Are renewable energy policies and incentives generally established at the national level, or are they established by states or other political subdivisions?
Renewable energy policies and incentives are established at the national level by the Egyptian government, typically through the Cabinet of Ministers.Legislative proposals
Describe any notable pending or anticipated legislative proposals regarding renewable energy in your jurisdiction.
The framework for the set-up of commercially viable waste-to-energy projects remains in gestation, as it requires close coordination between the MOERE and the Ministry of Environment, as well as a solution to the lack of an efficient waste collection system. The low pricing is also an issue, particularly given that payment will take place in Egyptian pounds without pegging to the US dollar.
In November 2015, the Egyptian government approved FITs for refuse-derived fuel and electricity generated from solid waste at a preliminary price of E£0.92 per kilowatt hour. It was also reported to have agreed to issue grants to governorates to help subsidise recycling efforts that feed into the programme and facilitate land concessions on a usufruct basis for companies seeking to develop waste-to-energy power plants.
In 2019, NREA formed a committee comprising all electricity sector stakeholders and tasked it with the drafting of the Executive Regulations of the Renewable Energy Law no. 203/2014. The committee is aiming to complete its mandate by the fourth quarter of 2019.Disputes framework
Describe the legal framework applicable to disputes between renewable power market participants, related to pricing or otherwise.
The Executive Regulations of the Electricity Law, issued by Decree of the MOERE No. 230/2016, provide for the establishment of a committee within EgyptERA for the settlement of disputes arising between the electric utility parties in relation to the utility’s activities.
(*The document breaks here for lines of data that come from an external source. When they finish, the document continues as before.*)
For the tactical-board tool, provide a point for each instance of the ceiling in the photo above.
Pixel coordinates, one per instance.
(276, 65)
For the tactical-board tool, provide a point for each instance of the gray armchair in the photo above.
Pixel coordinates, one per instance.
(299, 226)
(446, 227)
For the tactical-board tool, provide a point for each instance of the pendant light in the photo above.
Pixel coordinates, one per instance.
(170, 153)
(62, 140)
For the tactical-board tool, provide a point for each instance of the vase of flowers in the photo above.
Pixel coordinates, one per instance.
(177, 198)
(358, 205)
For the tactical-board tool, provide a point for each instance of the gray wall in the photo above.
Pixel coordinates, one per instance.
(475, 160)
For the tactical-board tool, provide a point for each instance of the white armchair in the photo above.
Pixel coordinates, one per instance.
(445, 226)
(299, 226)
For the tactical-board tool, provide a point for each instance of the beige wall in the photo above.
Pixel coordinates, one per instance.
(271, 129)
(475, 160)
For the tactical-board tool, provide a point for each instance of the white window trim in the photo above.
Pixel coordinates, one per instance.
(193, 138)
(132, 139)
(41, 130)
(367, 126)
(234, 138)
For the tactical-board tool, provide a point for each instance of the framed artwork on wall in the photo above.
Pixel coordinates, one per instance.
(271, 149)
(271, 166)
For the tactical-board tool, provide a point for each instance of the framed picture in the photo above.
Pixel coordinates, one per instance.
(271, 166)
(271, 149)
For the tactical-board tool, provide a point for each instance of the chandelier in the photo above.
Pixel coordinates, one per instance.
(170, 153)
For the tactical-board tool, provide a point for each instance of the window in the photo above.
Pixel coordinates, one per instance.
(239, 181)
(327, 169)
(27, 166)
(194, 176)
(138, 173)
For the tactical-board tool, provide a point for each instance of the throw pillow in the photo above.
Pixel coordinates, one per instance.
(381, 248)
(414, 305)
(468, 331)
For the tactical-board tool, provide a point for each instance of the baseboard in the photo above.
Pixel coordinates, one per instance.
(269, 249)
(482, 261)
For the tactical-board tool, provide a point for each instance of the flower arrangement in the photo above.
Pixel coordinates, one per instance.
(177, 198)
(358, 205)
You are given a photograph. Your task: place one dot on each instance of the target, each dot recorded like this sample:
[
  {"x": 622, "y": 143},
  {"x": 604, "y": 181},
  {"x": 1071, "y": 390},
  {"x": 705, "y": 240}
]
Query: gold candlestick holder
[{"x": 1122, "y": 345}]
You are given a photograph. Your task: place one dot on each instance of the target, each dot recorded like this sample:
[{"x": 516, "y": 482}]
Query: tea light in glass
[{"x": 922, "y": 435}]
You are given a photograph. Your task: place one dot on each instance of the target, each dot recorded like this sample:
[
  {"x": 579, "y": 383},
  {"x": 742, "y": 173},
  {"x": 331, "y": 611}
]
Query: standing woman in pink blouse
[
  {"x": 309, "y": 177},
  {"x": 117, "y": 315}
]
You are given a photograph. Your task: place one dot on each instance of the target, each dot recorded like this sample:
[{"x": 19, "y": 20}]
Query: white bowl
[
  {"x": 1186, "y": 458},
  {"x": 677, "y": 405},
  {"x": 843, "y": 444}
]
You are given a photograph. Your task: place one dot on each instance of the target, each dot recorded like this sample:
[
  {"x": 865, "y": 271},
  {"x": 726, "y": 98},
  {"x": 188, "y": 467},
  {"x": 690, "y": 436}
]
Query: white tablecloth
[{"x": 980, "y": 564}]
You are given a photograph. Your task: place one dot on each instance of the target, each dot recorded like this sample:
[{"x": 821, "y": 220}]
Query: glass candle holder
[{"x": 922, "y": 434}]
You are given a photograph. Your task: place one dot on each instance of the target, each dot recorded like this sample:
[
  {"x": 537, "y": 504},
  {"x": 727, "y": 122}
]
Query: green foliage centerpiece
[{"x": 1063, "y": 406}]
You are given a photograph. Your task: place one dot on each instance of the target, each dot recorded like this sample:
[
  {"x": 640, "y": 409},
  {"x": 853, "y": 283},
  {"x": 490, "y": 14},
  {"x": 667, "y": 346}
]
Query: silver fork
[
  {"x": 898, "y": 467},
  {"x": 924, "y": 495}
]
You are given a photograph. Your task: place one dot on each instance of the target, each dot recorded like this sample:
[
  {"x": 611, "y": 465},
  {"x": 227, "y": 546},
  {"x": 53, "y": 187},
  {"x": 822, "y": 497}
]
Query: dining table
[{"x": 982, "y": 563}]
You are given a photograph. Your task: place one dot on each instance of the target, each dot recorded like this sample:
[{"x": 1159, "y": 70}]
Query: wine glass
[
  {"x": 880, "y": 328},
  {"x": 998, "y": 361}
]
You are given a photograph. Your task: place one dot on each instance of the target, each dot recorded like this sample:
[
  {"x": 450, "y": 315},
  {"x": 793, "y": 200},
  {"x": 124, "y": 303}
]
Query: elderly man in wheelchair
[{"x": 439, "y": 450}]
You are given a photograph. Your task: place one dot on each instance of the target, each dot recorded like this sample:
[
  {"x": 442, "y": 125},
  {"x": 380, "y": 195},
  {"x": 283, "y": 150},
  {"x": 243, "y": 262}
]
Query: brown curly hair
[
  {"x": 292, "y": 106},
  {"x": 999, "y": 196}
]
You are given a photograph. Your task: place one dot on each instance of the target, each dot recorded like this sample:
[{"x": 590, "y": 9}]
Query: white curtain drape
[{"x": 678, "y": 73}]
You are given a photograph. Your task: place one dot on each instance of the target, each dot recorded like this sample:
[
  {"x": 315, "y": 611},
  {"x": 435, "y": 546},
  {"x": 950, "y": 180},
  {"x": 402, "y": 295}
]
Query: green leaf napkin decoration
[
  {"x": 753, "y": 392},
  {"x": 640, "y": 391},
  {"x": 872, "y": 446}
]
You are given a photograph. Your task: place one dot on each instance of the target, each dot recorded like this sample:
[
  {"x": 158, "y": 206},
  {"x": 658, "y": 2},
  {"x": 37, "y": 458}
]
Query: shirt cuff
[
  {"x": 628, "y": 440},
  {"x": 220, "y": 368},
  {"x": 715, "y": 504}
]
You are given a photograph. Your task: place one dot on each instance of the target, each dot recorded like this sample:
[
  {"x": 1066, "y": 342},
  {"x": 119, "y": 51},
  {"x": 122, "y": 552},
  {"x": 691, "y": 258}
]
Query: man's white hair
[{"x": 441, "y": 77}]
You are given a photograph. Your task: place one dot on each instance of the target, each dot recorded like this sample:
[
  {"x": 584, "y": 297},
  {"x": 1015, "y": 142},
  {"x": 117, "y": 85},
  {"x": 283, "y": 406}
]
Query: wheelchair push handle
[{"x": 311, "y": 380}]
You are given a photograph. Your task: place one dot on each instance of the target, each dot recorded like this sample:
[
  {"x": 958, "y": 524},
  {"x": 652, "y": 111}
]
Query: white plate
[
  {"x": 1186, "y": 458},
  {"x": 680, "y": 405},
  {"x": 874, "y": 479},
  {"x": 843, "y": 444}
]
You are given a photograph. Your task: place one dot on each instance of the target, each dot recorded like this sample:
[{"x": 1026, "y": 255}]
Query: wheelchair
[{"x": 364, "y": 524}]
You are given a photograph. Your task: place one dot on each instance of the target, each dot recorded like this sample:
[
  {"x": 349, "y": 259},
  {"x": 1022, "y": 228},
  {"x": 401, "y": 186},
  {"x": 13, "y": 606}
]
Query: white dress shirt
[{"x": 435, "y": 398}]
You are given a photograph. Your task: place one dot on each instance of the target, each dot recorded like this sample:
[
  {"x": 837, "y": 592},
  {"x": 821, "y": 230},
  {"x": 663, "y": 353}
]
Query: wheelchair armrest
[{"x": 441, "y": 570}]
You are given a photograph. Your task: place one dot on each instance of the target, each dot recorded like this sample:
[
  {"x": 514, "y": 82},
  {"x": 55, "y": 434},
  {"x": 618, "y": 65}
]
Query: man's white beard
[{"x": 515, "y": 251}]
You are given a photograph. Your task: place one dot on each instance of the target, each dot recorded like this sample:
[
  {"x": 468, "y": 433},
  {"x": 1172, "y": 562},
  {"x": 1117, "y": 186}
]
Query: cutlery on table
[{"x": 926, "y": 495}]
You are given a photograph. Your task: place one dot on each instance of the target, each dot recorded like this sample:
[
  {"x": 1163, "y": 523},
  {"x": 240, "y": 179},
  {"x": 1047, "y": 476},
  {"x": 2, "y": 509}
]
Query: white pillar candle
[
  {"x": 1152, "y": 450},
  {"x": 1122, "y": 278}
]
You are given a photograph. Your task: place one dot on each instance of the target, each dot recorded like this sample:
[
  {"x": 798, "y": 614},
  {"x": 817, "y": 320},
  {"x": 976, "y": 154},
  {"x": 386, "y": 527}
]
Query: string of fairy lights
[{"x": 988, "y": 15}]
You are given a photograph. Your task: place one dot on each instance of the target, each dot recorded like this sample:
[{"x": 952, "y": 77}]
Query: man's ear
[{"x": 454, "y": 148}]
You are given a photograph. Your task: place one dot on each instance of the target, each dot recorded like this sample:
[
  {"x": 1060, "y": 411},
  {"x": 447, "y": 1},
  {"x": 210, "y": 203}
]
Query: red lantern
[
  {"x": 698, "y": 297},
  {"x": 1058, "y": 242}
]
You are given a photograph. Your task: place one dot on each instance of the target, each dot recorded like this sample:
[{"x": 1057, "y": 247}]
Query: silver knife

The committee is chaired by a state councillor and comprises technical, financial, commercial and legal members, as nominated by prime ministerial decree for a one-time renewable term of one year. The committee’s decisions must be succinctly justified, and issued within a period not exceeding 60 days from the date of the substantiated claim. The decision is then presented to the board of EgyptERA for ratification and notified to the parties.
Typical power purchase agreements entered into with EETC as offtaker would however provide for international arbitration clauses referring disputes to arbitral tribunals constituted in accordance with the Rules of the Cairo Regional Centre for International Commercial Arbitration and seated outside Egypt. According to the Egyptian Arbitration Law applicable to most such agreements, the consent of the MOERE on the arbitration clause is required for it to be valid.